• Déjeuner parisien dans des effluves droitistes

    Rue de la Harpe, ce mercredi midi pour un déjeuner sans surprise, c’est le même menu au même prix dans quasiment toute la rue, toute l’année, dix euros, j’opte pour l’un où je suis déjà connu et où un verre d’apéritif est offert. A ma droite est bientôt installé un couple de quinquagénaires unis pour la vie et pour le travail. Plutôt que parler de la vie, ils évoquent le travail, surtout elle. Lui écoute, comme font toujours les hommes à partir d’un certain âge :

    -Je lui ai dit à Régine que j’étais pas d’accord.

    Deux femmes s’assoient à ma gauche. L’une a aussi dans les cinquante ans, l’autre dans la trentaine. Elles sont contentes de se retrouver. La plus vieille félicite la plus jeune de son haut à poils longs.

    -C’est un cadeau de ma belle-mère.

    Cette femme est enceinte du troisième et a du souci avec les aînés, surtout l’un qu’elle doit mettre au coin, il n’y a que ça qui marche, peut-être parce que ça l’humilie, et espérons qu’il aille bientôt au pot parce que c’est ça l’examen pour entrer à la maternelle.

    Elle connaît l’attaché parlementaire du Maire de Marseille, tu sais bien, comment il s’appelle déjà ?

    -Gaudin, c’est génial ! s’exclame la quinqua.

    Elle connaît aussi quelqu’un qui a un chauffeur mais a su rester simple ou bien c’est le même et un autre à Dreux qui fait partie des veilleurs, quelqu’un qui pense bien, au premier rang des manifestants contre le mariage gay. Brusquement, elle revient à son futur descendant.

    -François-Xavier est content ? demande l’autre.

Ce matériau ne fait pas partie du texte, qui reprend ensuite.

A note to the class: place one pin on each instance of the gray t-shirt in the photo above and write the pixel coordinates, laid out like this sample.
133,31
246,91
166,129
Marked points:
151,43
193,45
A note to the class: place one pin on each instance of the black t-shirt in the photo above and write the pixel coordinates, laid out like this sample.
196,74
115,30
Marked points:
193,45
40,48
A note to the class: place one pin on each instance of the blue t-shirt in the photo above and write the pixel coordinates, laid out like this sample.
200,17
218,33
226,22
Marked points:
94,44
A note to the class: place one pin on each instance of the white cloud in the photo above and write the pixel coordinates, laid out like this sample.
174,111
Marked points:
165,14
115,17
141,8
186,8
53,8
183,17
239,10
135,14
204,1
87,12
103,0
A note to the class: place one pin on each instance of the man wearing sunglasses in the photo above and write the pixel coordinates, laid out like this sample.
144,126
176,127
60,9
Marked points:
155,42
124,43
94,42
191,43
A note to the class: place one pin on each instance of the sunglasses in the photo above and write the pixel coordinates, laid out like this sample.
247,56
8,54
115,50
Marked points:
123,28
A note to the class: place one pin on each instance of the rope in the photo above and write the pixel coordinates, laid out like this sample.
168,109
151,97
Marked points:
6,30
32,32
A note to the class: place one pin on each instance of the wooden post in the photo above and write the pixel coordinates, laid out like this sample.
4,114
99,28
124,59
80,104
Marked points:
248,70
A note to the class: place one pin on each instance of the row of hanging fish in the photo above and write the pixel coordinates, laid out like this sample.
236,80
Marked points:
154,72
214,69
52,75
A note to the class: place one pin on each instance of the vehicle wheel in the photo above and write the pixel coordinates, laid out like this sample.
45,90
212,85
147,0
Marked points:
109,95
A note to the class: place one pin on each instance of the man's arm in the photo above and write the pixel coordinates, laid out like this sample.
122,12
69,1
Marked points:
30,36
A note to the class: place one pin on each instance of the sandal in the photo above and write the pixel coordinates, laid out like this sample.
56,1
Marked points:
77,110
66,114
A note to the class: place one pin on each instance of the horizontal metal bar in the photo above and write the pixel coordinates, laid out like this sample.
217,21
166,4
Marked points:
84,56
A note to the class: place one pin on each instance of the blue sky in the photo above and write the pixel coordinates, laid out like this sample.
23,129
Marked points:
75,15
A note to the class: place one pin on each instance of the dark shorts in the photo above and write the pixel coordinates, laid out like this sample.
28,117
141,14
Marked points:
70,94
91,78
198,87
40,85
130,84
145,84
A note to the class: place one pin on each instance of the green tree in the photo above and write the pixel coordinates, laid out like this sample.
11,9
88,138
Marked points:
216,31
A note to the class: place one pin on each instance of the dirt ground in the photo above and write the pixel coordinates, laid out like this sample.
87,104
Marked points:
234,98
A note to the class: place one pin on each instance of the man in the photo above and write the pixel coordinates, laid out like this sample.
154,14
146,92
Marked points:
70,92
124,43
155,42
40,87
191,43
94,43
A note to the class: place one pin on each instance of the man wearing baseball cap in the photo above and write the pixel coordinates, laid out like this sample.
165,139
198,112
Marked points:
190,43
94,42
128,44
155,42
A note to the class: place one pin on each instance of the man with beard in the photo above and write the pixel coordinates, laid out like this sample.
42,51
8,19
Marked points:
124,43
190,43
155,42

    -Oui très, et on a trouvé une dame qui viendra m’aider le matin, pour lever les enfants, les préparer, les faire déjeuner, enfin si elle ne me laisse pas tomber.

    -C’est génial !

    Tout cela dans un restaurant dont le personnel pourrait bénéficier de la nouvelle loi sur le mariage, au mur une photo dédicacée de Michou.

    *

    Sorti de Beaubourg, rejoignant la station Châtelet, quelle n’est pas ma surprise (comme on dit) de voir une nouvelle librairie Mona Lisait ouverte, celle de la Fontaine des Innocents. M’approchant, je constate qu’elle a changé de raison sociale. La maison Boulinier a repris les locaux mais non le stock. Même chose pour celle de Bonne Nouvelle, apprends-je. Sur la place quantité de livres marqués « Tout-venant » attendent l’acheteur, cinquante centimes pièce, beaucoup de daube évidemment. De son côté, Joseph Gibert a installé une nouvelle librairie dans l’ancien Virgin de Barbès. Ça en fait des livres d’occasion. Reste à espérer suffisamment de volontaires pour continuer à acheter des neufs.

    *

    Le soir, gare Saint-Lazare, je demande à l’accueil où l’on traite les objets trouvés.

    -C’est ici, me répond une jeune cheminote. Qu’est-ce que vous avez perdu et quand ?

    -Un parapluie, ce matin.

    -Ah non, on n’en a pas eu. En général, on ne nous les ramène pas les parapluies.

    -C’est-à-dire ?

    -Les gens qui les trouvent les gardent pour eux.

    -C’est bien ce que j’avais compris.